In this article, I discuss measurement in Academic Psychology. The branch of Academic Psychology that is usually held up to be the most ‘scientific’ is Psychometrics, otherwise known as ‘Psychological Measurement’. Bizarrely, it is also the largest thorn in the side of Academic Psychology considered as a science. I explain some of the reasons for this curious state of affairs below.

S. S. Stevens – “Mass Delusion”

Attributes of the physical world are measured quantitatively. Attributes of the psychological world are more ‘sticky’ to deal with. For good reason, psychologists are unable to measure many of the most interesting psychological attributes in any direct and objective manner. Unfortunately, measurement in Psychology is an ‘Emperor’s clothes’ story.  The early years as an infant science were spent paddling at the shallow end of the pool with attempts to make psychophysics and ability testing the showcases of a new quantitative science. But it was all downhill from there on.

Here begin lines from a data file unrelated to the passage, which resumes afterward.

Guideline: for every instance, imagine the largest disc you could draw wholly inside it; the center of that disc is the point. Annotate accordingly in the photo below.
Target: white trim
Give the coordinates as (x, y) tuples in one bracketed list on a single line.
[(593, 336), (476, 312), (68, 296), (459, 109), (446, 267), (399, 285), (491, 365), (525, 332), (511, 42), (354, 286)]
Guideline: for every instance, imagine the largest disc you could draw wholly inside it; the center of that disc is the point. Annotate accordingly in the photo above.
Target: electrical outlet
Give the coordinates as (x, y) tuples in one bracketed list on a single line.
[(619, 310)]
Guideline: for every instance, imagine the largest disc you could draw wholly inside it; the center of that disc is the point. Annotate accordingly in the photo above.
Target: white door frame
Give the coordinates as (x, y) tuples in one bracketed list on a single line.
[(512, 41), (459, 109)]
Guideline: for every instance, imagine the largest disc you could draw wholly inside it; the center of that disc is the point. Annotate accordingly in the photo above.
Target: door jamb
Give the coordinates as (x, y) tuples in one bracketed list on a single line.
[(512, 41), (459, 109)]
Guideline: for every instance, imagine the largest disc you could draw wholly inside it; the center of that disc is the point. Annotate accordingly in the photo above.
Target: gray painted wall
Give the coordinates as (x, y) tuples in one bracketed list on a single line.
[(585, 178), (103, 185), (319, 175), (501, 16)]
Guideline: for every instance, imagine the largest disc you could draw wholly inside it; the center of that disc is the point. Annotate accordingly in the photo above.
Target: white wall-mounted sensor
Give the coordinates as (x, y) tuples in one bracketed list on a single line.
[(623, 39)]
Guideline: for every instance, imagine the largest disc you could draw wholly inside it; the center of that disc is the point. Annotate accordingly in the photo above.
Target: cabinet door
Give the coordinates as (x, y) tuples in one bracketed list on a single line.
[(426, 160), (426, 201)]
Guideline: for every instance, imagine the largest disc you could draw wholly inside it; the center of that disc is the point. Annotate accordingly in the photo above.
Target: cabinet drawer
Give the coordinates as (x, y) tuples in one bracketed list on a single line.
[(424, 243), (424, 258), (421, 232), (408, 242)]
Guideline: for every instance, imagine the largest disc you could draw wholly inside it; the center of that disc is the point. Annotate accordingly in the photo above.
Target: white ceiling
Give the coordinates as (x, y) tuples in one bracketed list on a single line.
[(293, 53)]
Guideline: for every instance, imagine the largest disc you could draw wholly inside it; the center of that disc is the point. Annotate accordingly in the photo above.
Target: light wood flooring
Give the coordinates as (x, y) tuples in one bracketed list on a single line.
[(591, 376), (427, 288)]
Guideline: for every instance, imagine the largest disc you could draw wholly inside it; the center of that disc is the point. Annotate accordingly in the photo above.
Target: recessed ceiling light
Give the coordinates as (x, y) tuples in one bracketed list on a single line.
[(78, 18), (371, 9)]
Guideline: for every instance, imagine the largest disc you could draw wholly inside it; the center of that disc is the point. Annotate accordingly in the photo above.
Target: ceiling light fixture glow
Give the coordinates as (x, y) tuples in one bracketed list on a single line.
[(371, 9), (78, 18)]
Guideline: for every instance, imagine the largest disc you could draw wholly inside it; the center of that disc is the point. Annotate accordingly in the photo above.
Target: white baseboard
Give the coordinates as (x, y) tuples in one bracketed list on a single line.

In spite of limited successes, Psychology’s ‘measurement problem’ has never been satisfactorily resolved. S.S. Stevens’ Handbook of Experimental Psychology (1951) invoked ‘operationism’ as a potential solution and, since that time, Psychologists have assumed as an act of faith that measurement is the assignment of numbers to attributes according to rules. Sadly, Stevens’ solution is a mass delusion, a sleight of mind.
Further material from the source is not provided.